Der größte Coup seiner Laufbahn

Heribert kehrt zurück – Comeback eines Gewaltmenschen – Skandal bei Sotheby’s – Wirbel um falsches Ohr

Es war still geworden um Heribert Lenz, den „Gewaltmenschen“ von Frankfurt, der eine Zeit lang als selbst ernannter „Parkmeister“ und „Cartoonist“ von sich reden gemacht hatte. Nach mehreren schweren Verstößen gegen das Betäubungsmittelgesetz und das Recht auf Eigentum und körperliche Unversehrtheit setzte sich Lenz 1999 mit einem silbergrauen Mittelklassewagen nach Belgien ab – und ward nicht mehr gesehen. Mal hieß es, Heribert habe sich in Straßburg mit gefälschten Wahlunterlagen eine neue Existenz als Vertreter einer schottischen Splitterpartei im Europaparlament aufgebaut. Dann wieder sollte er im brasilianischen Marktflecken Tabatinga im Amazonasgebiet bei dem Versuch, eine Gummifabrik in Brand zu stecken, ums Leben gekommen sein. Ein anderes Gerücht besagte, dass ein dicklicher „Flitzer“, dessen Phantombild Heribert wie aus dem „Gesicht“ geschnitten sei, auf der Chinesischen Mauer Angst und Schrecken verbreite, ohne von der Polizei gefasst werden zu können.

Nichts von alledem ist wahr. In Wirklichkeit hatte Heribert Lenz sich in der französischen Stadt Montpellier niedergelassen, wo er nach Ermittlungen von Europol unter Zuhilfenahme eines Pürierstabs auf grausame Weise einen gebrechlichen Kunsthändler ermordete, um dessen Geschäft übernehmen zu können. Anschließend bereitete Lenz den größten Coup seiner Laufbahn vor: Er wollte bei Sotheby’s das abgeschnittene Ohr von Vincent van Gogh versteigern lassen. Am Freitag vergangener Woche sollte das berühmte Ohr, eingelegt in Formalin und versehen mit zahlreichen Zertifikaten zur Beglaubigung seiner Herkunft, zu einem Millionenpreis an den Meistbietenden verkauft werden, doch Heribert Lenz machte sich bei der Auktion durch übertriebenen Ehrgeiz selbst einen Strich durch die Rechnung.

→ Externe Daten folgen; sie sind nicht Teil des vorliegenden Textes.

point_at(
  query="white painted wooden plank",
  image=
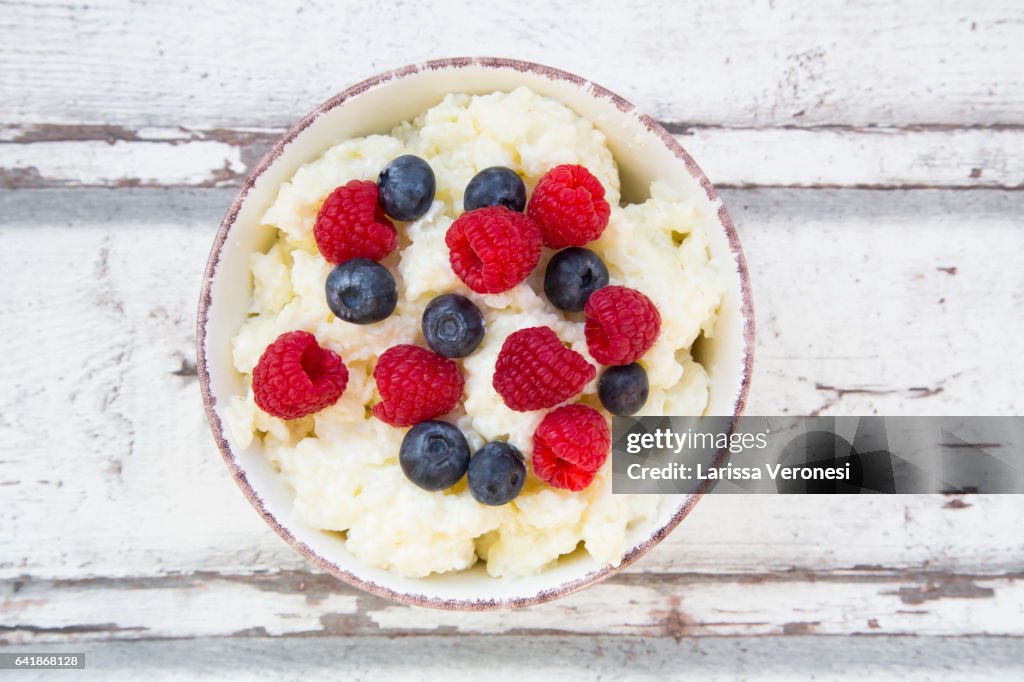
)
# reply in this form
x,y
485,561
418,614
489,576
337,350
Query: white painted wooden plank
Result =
x,y
101,156
95,163
102,428
934,604
735,62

Vielleicht wäre alles glatt über die Bühne gegangen, wenn Heribert Lenz nicht persönlich erschienen wäre mit einem turbanartigen Kopfverband, durch den bereits bei Beginn der Veranstaltung Blut sickerte. Als die Gebote für das Ohr zunächst nur zögernd erfolgten, geriet Lenz in Wut, schlug ein Mitglied des minoren britischen Landadels nieder und verwickelte sich in eine Rauferei mit zwei Saalordnern, wobei er seines Kopfverbands verlustig ging. Darunter kam ein verstümmeltes Ohr zum Vorschein, und wie ein Gerichtsmediziner von Scotland Yard wenig später feststellte, passte das angeblich von van Gogh stammende Objekt „wie angegossen“ auf Heriberts Ohrmuschelstumpf.

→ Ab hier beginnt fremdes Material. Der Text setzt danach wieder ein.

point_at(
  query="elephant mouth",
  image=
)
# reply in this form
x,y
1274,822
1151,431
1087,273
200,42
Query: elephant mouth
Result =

Zurzeit sitzt Lenz in London in Untersuchungshaft. Seine Auslieferung beantragt haben Deutschland, Bayern, Schweden, Irland, Pakistan, Spanien, Uruguay, Belgien, die USA, Saudi-Arabien und sogar Monaco, wo Heribert seit sechzehn Jahren steckbrieflich gesucht wird. Er soll dort einer Bratenspickerin am Fürstenhof die Ehe versprochen und die Dame mit Drillingen sitzen gelassen haben, die alle aussehen wie er. Auch dafür wird er zahlen müssen. Die weltweit an Heribert Lenz gestellten Schadenersatzforderungen belaufen sich auf insgesamt rund elf Millionen Euro.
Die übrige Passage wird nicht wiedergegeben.